Wrong way on human rights
Human rights groups are appropriately appalled by the breadth of a U.S. Supreme Court decision this week that would make it exceedingly difficult for some victims of human rights abuses committed in other countries to win redress in U.S. courts.
Led by Chief Justice John G. Roberts Jr., a self-proclaimed foe of judicial activism, the court reined in the use of a 1789 law known as the Alien Tort Statute, which gives federal courts jurisdiction over “any civil action by an alien for a tort committed in violation of the law of nations or a treaty of the United States.” Although the statute was inspired by concerns about attacks on ambassadors and piracy on the high seas in the 18th century, its expansive language has been used in recent years to justify lawsuits in U.S. courts by victims of torture abroad.
Among those who sought to benefit from the law were a group of Nigerian plaintiffs who argued that, in the 1990s, Royal Dutch Petroleum Co. “aided and abetted” a brutal government crackdown on opponents of oil drilling that included beatings, rapes and murders. According to the plaintiffs, who now live in the U.S., company officials provided food, money and transportation to Nigerian armed forces and let company property be used as a staging ground for attacks.
The court ruled 9 to 0 that the suit couldn’t go forward, with even the more liberal justices concluding that there wasn’t a sufficient connection between the United States and either the company or the alleged abuses. That alone would have been a disappointment for human rights advocates, who want to continue to use the law to bring to justice torturers and abusers abroad. But Roberts’ majority opinion went beyond that, establishing a strong “presumption against extraterritorial application” of the statute, even in cases in which the defendants have a significant connection to this country.
Quoting an earlier decision, Roberts argued that refusing to extend the law to cover conduct overseas “serves to protect against unintended clashes between our laws and those of other nations which could result in international discord.” But, as Justice Stephen G. Breyer pointed out in a concurring opinion, there are ways to minimize diplomatic friction without barring such lawsuits from U.S. courts altogether.

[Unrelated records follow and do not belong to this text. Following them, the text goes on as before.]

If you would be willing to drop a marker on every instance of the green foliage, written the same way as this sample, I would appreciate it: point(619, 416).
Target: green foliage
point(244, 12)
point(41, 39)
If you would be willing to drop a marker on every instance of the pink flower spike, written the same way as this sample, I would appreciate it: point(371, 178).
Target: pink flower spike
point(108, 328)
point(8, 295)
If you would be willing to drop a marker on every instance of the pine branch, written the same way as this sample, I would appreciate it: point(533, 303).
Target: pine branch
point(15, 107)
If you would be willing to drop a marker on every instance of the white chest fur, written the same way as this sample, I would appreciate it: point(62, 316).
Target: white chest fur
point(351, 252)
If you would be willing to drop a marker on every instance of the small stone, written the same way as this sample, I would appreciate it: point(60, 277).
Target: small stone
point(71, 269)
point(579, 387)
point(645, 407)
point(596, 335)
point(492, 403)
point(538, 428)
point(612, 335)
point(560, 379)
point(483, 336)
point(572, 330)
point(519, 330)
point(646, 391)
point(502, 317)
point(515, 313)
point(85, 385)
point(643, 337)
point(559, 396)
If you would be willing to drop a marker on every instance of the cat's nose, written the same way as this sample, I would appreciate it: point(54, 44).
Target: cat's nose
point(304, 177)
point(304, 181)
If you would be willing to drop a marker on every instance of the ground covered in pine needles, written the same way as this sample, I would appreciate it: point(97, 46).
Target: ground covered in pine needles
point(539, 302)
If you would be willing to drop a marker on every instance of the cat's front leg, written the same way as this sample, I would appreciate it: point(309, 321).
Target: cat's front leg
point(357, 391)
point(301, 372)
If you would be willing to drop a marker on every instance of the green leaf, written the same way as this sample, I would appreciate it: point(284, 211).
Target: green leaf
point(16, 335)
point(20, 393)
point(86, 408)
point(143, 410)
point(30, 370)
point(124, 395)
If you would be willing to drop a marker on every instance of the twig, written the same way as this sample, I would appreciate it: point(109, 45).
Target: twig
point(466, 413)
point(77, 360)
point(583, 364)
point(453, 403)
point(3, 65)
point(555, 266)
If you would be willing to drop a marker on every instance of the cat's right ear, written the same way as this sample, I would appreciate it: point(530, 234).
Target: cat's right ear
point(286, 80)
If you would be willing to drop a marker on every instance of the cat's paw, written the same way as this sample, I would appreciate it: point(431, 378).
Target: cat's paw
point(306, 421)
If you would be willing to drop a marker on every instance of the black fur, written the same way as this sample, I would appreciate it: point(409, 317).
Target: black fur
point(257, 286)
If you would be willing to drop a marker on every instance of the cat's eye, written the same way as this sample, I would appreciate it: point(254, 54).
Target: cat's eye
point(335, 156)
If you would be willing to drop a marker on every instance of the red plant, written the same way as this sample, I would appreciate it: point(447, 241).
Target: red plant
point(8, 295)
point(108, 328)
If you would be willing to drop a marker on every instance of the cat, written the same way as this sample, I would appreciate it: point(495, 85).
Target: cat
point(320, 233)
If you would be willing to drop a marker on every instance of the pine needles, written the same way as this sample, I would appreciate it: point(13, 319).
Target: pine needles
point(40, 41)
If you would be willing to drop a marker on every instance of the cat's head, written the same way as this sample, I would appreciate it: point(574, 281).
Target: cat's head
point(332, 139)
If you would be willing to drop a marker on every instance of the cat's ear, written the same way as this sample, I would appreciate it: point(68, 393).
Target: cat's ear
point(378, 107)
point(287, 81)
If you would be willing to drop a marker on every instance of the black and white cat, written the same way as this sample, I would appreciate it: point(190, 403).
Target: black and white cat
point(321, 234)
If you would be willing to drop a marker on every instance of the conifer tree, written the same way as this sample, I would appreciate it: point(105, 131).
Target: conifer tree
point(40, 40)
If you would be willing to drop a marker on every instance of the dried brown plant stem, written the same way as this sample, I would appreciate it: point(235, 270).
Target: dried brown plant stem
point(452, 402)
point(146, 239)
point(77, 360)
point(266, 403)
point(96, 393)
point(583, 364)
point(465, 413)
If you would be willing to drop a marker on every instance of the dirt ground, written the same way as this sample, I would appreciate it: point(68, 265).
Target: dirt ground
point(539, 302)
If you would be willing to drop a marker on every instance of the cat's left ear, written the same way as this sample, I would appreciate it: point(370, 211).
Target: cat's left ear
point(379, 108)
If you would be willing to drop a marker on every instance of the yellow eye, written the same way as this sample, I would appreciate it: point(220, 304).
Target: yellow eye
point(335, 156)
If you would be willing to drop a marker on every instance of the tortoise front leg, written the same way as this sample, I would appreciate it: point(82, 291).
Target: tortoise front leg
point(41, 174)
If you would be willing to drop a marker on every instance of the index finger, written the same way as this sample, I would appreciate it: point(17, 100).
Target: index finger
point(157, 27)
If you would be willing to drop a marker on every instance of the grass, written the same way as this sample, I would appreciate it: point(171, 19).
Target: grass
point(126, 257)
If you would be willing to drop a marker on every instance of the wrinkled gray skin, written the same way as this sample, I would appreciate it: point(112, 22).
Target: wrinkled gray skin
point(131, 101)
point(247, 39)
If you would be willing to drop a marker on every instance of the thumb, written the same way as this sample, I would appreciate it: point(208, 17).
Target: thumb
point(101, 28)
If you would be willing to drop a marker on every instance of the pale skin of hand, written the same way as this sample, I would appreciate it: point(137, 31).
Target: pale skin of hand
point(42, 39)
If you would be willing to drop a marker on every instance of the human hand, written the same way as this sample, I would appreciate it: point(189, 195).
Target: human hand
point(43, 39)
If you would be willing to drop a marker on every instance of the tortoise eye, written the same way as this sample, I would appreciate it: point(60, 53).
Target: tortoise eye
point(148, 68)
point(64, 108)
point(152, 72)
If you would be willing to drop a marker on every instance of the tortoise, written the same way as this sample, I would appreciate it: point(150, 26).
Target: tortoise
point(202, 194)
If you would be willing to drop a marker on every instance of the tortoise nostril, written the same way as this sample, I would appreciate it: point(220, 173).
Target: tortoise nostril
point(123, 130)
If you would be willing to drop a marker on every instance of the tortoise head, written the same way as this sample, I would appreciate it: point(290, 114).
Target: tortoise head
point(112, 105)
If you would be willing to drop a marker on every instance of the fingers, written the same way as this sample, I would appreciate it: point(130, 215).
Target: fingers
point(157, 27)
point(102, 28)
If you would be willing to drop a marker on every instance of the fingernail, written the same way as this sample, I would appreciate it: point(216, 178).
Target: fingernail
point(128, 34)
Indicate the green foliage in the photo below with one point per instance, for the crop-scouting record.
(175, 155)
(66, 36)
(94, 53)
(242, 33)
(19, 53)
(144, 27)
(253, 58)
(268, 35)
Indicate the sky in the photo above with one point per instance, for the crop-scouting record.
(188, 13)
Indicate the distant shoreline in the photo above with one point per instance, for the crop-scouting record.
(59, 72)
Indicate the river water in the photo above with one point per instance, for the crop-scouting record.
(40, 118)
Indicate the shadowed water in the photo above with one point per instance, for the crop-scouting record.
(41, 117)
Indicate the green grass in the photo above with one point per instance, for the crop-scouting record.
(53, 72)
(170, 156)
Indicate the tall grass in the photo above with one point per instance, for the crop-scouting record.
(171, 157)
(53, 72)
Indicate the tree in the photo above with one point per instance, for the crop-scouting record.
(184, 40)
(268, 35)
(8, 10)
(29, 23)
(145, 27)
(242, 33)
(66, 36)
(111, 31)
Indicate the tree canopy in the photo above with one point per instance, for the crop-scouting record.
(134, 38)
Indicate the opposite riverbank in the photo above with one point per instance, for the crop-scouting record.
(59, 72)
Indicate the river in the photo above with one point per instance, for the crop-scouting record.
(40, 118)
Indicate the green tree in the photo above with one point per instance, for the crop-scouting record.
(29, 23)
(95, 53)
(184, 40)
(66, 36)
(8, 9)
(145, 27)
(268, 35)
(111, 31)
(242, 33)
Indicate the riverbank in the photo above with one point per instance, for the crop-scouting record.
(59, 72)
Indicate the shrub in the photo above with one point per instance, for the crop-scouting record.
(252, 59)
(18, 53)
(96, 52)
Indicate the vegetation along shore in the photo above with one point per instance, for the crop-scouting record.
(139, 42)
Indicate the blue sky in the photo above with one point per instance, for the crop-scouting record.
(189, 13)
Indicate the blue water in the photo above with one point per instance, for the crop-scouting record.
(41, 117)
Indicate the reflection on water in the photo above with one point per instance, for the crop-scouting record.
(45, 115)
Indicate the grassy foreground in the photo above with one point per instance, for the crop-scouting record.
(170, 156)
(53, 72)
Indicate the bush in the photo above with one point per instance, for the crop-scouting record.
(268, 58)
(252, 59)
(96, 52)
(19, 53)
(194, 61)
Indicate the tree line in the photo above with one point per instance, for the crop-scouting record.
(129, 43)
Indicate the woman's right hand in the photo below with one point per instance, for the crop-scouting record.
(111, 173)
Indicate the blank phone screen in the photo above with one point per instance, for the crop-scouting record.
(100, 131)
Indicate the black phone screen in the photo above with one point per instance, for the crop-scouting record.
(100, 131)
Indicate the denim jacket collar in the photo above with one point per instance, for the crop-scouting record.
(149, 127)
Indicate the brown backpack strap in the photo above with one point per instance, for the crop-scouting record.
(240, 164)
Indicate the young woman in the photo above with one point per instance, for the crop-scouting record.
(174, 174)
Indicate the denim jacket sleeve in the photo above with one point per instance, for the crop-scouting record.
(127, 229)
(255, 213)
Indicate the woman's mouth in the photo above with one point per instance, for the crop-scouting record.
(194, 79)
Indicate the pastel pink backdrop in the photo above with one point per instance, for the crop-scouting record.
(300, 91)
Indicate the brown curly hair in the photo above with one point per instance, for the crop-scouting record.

Joined by three other justices, Breyer offered a more flexible approach for application of the Alien Tort Statute. He suggested it should be used in cases where the violation of rights took place on U.S. soil, the defendant was a U.S. national or when “the defendant’s conduct substantially and adversely affects an important American national interest, and that includes a distinct interest in preventing the United States from becoming a safe harbor … for a torturer or other common enemy of mankind.”
That approach would be more faithful to American values than the cramped one the majority adopted.